I’ve always been interested in understanding running cadence. Most running books you read will have a section on this topic and most will point towards striving for the magical 180 steps per minute. This has been backed up by well known research on Olympic medal runners. Also intriguing is the idea that it will help you ward off injury, as the increased stride rate will force the runner to shorten his stride, thus avoiding over striding and stepping out in front. At 6ft 2 I have fairly long legs and presumably a fairly long stride length. I believe my tendency is a slow cadence and I’m all too aware this “lazier” action may hold me back, as it could open the door to injury and slow me down generally.
So today for the first time I wore a foot pod and measured my cadence over a 5km effort at Newcastle Parkrun. I’d tried the pod a few times on easy runs and I found that there was no way I could achieve 180 steps per min (spm) on a slower run. I did try but it just felt wrong and, ultimately, to get as high as 178 involved moving out of the easy zone. I would say it did promote a mid to forefoot strike though, helping to avoid over striding and heel striking.
I was since glad to find an article on Kinetic Revolution which actually comforted me in my early findings. Indeed the article stated that for easy runs it would not be expected to achieve more than 84-86 strikes per foot, short of the magical 180. However, they did advocate 180 and higher for threshold runs and faster. Trying the pod on an easy run post reading this article did find that I could comfortably maintain 82-85 spm per foot. Fine, I was in the right ball park.
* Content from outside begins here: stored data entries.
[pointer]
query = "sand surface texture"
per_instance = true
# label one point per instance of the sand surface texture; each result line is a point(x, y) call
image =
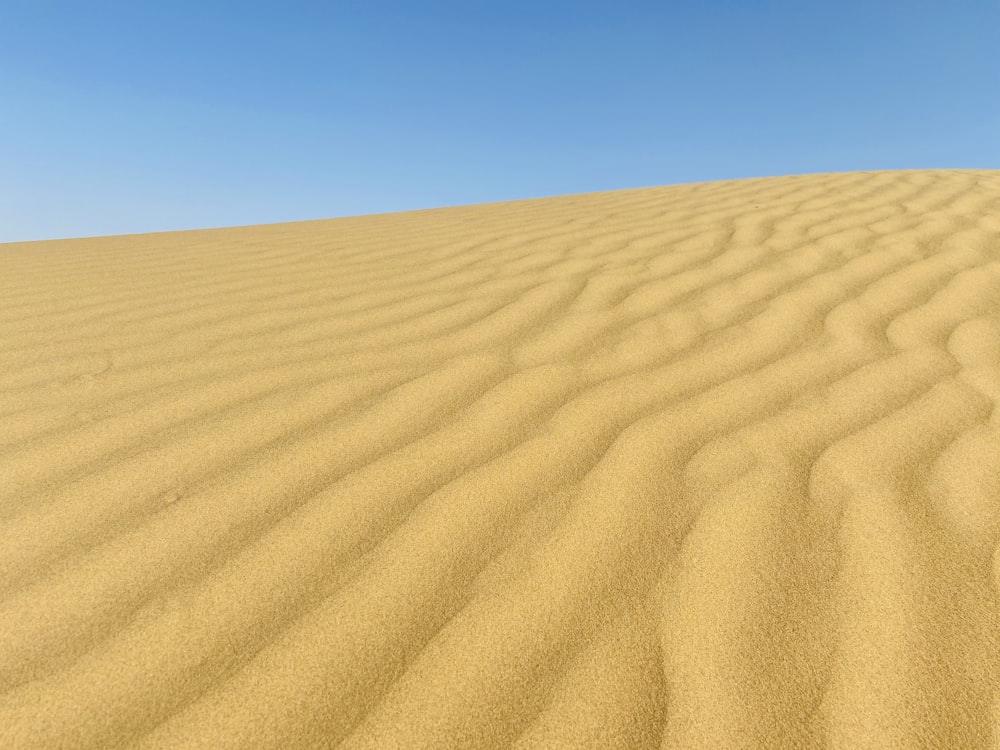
point(703, 466)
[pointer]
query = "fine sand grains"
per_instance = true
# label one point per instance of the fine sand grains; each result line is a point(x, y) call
point(703, 466)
Results for today though (finish time 18m 36s) –
1st km, 3m 35s pace, av. cadence 178
2nd km, 3m 39s, 174
3rd km, 3m 43s, 172
4th km, 3m 50s, 168
5th km, 3m 39s, 168
80m, 2m 24s, 190 (over distance, sprint finish)
So the above would suggest I have something to work on. I am falling short of the optimum cadence even in the quickest first km and lose turnover speed as tiredness kicks in and my splits slow. So there is a direct relationship between pace and cadence and presumably if I can work on increasing cadence in sessions in training I can translate that to quicker times in races. Obviously this needs to be in conjunction with improved stamina and general fitness.
The interesting thing is the 2nd and 5th kilometres were both completed in 3m 39s but my cadence was 6 steps lower in the 5th, presumably due to tiredness.
As I get fitter I’ll be looking to review this again as and when I run 5k time trials.